Summary: Taking a family history tour can be exciting and fun, but it can also be a drag if not planned out properly. Follow these tips to make your vacation the best it can be.

Family history vacations are either famous or infamous. It all depends on how in-tune the trip planner is with the tour participants and how much he or she knows about the family. There's a fine balance to be reached, but you can meet the challenge if you are willing to follow these steps:

  1. Track down your relatives. Try finding relatives that are further up on the family tree. If you can find someone from an older generation, he or she might be able to give you valuable information about your family's past. They may also have entertaining stories that might be of particular interest to you or your children, which may play a part in helping you choose as a family which sites to visit. You may also wish to find living relatives whom you can visit while traveling.

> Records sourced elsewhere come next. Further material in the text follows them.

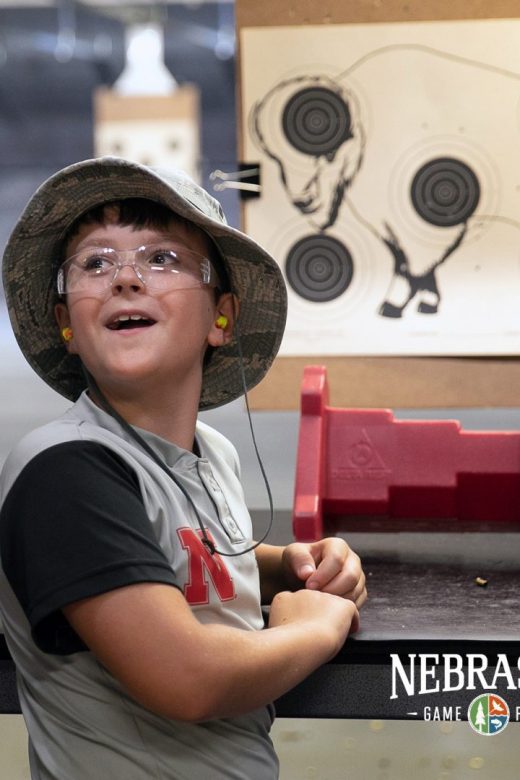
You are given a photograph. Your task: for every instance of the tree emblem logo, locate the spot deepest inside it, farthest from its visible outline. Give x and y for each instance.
(488, 714)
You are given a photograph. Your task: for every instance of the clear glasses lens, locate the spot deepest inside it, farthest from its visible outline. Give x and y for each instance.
(158, 266)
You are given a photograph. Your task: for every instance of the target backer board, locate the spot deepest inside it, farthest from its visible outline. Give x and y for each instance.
(390, 198)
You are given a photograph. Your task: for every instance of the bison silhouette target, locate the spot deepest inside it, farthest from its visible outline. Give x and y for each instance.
(404, 165)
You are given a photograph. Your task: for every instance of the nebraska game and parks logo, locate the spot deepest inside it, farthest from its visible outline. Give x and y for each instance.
(436, 674)
(488, 714)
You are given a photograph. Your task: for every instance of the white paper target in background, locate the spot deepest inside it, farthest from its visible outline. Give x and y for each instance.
(413, 143)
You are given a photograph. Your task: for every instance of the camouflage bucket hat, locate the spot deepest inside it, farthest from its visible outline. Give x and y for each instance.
(34, 252)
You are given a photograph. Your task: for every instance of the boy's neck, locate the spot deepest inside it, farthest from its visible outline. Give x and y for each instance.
(172, 418)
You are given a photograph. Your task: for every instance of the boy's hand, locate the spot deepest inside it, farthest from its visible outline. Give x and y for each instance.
(328, 565)
(328, 618)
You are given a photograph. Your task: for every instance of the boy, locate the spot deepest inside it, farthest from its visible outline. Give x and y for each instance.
(130, 588)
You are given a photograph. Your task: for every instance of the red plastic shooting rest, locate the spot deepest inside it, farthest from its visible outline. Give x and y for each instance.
(361, 469)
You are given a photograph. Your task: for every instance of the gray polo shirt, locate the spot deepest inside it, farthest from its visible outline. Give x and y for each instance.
(83, 511)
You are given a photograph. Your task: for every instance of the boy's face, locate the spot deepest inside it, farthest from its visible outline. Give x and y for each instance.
(163, 354)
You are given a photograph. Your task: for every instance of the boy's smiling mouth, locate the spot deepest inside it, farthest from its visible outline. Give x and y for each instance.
(130, 321)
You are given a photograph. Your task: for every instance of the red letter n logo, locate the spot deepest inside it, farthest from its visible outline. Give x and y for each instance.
(201, 561)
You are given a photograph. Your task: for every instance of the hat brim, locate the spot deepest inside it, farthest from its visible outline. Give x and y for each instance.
(32, 256)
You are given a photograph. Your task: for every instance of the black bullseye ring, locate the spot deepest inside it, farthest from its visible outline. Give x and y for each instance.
(316, 121)
(445, 192)
(319, 268)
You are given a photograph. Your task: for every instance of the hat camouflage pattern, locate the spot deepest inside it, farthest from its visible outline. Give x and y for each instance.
(34, 252)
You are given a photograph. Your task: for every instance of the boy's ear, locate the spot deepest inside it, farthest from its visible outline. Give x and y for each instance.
(226, 313)
(61, 313)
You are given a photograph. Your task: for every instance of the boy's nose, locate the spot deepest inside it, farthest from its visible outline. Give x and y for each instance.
(127, 275)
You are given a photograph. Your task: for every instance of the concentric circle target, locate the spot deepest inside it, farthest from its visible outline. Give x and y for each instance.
(445, 191)
(319, 268)
(316, 121)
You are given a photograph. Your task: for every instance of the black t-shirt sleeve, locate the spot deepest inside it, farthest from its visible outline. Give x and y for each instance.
(72, 526)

  2. Gather genealogical information. You can get quite a bit of information through the library, whether it be through personal research with a computer, or with guidance from a historical society or genealogical group. You can also find quite a bit of information on the internet. However, you must be careful with the information gathered online. Not all of the things you come across will be accurate. Be aware that much of the genealogical information online will need to be purchased.
  3. Research which sites are still there. Make sure that the sites you'll be visiting are still there, or you may find yourself looking at an empty field in the middle of nowhere, wondering if you are even at the right place. It may be a great lesson on change, but it could also be a lesson in great disappointment if you drove all day to get there.

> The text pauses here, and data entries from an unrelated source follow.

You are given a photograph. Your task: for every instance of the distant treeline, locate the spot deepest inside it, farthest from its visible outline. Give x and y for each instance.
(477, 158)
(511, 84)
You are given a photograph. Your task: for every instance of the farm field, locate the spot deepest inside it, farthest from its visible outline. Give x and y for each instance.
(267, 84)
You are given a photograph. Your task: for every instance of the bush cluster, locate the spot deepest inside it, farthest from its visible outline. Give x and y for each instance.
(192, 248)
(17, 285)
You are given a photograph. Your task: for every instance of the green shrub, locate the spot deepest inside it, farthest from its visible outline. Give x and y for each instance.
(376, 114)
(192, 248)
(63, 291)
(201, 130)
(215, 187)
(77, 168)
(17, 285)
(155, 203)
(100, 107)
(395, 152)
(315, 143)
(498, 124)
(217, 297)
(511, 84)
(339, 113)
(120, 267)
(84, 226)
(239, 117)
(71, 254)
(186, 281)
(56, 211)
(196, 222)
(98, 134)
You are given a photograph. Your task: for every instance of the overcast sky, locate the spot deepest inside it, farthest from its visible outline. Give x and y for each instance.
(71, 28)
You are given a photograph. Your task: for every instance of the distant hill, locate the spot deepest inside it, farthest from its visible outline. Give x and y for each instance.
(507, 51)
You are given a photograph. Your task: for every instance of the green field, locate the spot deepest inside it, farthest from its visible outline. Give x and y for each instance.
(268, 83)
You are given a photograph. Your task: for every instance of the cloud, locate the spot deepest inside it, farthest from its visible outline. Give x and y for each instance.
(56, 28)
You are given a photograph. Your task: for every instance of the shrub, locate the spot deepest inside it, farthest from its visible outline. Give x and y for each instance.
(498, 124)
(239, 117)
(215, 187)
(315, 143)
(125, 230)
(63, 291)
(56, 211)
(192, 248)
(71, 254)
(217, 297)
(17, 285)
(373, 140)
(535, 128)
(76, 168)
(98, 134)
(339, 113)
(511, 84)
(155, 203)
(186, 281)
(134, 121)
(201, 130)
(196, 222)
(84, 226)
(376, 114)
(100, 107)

  4. Choose age-appropriate activities. This one's self-explanatory. Just make sure you take into account not only age, but attention span as well. You also may wish to prepare travel kits to occupy the children while they are in the car or on the plane. This is, of course, probably moot if only adults are going on the tour.
  5. Assemble the relevant data into an itinerary. Include only the most enjoyable and interesting sites on your tour. You may wish to allow everyone to choose a place to visit on the trip so that everyone is interested, but assure that the trip will not be too taxing on everyone by taking care that there are not too many sites to visit with too small an amount of time to visit them. Allow plenty of time for the family stuff, but plan just-for-fun things, too, and see the local sites that may not have been there way back when your family was first in the area.